First, the debt would be rising had Osborne's predicted growth, in his first budget, been met. It would be rising if Labour had won and Alastair Darling's budget gad been implemented.
In terms of what was politically feasible, nothing, and I mean absolutely nothing any in coming government could, have done would have resulted in anything other than the debt rising. If, on coming to power, the coalition had scrapped the NHS, and I mean shut it down entirely and provided no state health provision at all for three years, and saved £120bn on top of the cuts that have been made, debt would STILL have gone up, at this point in the Parluament.
Suppose you, personally, owe £100,000.
And, you earn £20k a year and spend £25k a year. So, every year, you spend £5k more than you earn, and you do it by borrowing. What happens to your debt? Yup, it goes up.
So, you implement an austerity package of £1.5k, and are promised a £1k pay rise. That means your debt is now only going up by £2.5k .... but it's still going up. And then the pay rise doesn't come through.So, it's going up faster than you expected, but slower than it was when it was £5k.
And broadly speaking, if on a far larger scale, that's what's happened with the economy.
Why has growth been stunted? Several reasons. First, weak domestic demand., that is, consumers not consuming, or not as much, anyway. And why? Because they had too karge a debt themselves, and have been paying it off. Unless you salary goes way up, you cannot both pay off a large credit card bill and go on a shopping spree.
Second, poor export growth. Our two biggest export markets, by far, are the EU and the US and you might have noticed, both are in a mess. It's very hard to hugely increase exports when your major customers aren't buying.

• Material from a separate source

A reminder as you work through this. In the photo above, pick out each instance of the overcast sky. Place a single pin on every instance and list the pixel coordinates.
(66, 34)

Exports to other areas, like India, have risen sharply, but as they were so small, even a large percentage increase is still pretty small. That situation badly needs to be addressed, and it is being addressed, but it is the work of a couple of decades, not a couple of years.
So, debts are rising because they were always going to. The very first budget said that. Growth is not as expected mainly because of deleveraging by UK consumers (a necessary process) and because of the economic woes in the eurozone and US.